Reviewed by Richard Bunning
November 6, 2014
Tui Allen’s book “Ripple” should be as important to new generations as Rachel Carson’s book “Silent Spring” was to mine. Carson’s grew out of a life time of interest in Marine Biology. We now understand on a scientific level that by destroying our environment we are diminishing ourselves. Allen’s book is a seminal work that takes us to the next level, more than most other work has done in the 50 years since. Allen can do for our metaphysical spirit what Carson did for our intellectual comprehension. Carson wrote of the nuts and bolts of environmental structure, and Allan of the essence of life itself.
But isn’t this book just a short sentimental journey, flowing from Allan’s clever perception of what cetacean life might actually embrace, namely, a sentient consciousness to rival our own.
Yes, and yet it is so much more.
This is a timely reminder, though we don’t lack them in number but only of this quality, of what we are doing to the waters of this azure planet.

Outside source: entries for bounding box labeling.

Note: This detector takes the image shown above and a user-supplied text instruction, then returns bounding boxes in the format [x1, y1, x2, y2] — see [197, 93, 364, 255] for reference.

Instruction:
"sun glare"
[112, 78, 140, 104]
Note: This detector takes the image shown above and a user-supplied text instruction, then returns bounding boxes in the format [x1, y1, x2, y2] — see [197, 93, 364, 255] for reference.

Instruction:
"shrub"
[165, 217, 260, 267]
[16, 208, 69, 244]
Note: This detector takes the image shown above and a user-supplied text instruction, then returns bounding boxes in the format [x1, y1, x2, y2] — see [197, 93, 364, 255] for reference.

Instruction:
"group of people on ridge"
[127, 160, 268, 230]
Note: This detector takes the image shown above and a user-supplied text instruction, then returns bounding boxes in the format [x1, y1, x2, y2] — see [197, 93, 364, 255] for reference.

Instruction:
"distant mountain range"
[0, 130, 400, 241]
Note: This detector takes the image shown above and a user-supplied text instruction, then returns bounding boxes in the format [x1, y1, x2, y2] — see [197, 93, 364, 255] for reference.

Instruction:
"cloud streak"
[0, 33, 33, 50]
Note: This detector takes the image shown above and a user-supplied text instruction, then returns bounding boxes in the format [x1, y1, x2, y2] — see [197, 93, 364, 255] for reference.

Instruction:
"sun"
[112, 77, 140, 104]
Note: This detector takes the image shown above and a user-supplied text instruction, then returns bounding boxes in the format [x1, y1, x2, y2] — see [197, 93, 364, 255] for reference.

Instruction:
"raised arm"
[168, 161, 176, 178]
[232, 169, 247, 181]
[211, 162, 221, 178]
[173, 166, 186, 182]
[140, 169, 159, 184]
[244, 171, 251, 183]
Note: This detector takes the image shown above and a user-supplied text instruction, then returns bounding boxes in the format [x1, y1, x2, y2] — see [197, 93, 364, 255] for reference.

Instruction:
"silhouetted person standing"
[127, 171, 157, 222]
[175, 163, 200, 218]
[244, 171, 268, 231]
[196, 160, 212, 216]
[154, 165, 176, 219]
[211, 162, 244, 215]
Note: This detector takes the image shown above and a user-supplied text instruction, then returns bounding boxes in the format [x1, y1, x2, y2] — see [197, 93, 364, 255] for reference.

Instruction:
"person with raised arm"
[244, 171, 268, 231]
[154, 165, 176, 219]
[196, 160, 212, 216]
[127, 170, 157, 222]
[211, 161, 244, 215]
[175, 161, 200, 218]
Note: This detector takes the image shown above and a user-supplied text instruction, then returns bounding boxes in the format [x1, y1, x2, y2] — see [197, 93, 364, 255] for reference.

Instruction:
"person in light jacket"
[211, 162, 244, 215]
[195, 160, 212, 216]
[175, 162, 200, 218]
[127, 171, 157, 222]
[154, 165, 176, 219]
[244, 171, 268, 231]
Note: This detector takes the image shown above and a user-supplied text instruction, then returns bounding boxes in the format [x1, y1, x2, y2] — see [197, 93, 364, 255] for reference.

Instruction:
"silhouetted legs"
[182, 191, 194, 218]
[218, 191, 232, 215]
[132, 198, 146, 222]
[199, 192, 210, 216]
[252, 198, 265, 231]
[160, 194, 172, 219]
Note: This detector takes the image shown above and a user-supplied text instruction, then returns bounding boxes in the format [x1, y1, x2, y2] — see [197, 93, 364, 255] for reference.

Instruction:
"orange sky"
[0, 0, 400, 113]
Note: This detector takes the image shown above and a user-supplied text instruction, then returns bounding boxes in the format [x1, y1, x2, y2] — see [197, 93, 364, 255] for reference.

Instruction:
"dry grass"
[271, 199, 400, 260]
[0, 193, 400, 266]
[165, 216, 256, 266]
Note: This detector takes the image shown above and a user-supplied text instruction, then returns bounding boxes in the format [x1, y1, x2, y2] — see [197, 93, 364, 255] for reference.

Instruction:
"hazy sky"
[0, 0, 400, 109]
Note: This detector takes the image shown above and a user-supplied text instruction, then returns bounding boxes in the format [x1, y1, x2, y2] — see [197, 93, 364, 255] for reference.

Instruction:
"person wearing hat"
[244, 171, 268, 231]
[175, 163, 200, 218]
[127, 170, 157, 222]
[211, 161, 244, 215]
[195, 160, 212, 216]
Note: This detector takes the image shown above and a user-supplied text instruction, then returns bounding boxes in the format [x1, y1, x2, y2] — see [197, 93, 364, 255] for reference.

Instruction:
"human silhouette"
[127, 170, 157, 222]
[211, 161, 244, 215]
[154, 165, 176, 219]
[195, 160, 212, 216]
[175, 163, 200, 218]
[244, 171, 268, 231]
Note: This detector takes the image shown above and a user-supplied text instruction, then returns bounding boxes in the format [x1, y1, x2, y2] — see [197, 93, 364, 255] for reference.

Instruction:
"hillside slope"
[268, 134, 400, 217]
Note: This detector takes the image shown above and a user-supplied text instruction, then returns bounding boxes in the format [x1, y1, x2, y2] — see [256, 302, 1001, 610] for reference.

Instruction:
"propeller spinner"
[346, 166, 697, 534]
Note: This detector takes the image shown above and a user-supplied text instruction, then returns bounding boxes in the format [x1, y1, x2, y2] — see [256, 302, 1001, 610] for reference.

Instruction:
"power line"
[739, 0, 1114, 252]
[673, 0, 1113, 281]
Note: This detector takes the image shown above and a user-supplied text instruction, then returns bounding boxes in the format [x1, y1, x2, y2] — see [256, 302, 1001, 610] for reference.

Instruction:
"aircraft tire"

Can we heed this story as any more than a brief sentimental journey, as our brief tears over the likes of Joy Adamson’s “Born Free”? Probably not! However, I insist we should. Allen’s Ripple needs to be on our reading lists and perhaps it could even be some sort of film. Time will tell. Many reviews by far more influential critics than I will have to appear first, but this book is every bit good enough to join the common vernacular of our savage modern tribe, if the brush of fame can just be applied.
Who is to say whether “Ripple” will be simply another “science fiction drama” that touches a few lucky readers, or one that grows to touch our common consciousness, our understanding of ourselves? All I can do is send this weak bleat into the ether, without any hope of where it might fall. I hope that this sentimental delight doesn’t prove to be a visionary documentary drama foretelling of the final extinction of sea mammals, sometime between 2207 and 2217 Anno Domini.
I hope the book’s cover doesn’t confine it to the young adult, and mostly female, shelves. It will sell well from them, but it is so much larger than this market. This is a book for every one of us who has a thread that still ties them to concern for the wellbeing of life, and not just a rope connecting them with the selfish survival of man. Unlike the other books mentioned here, this is certainly fiction, but not mere fiction, not mere, not for one fleeting second.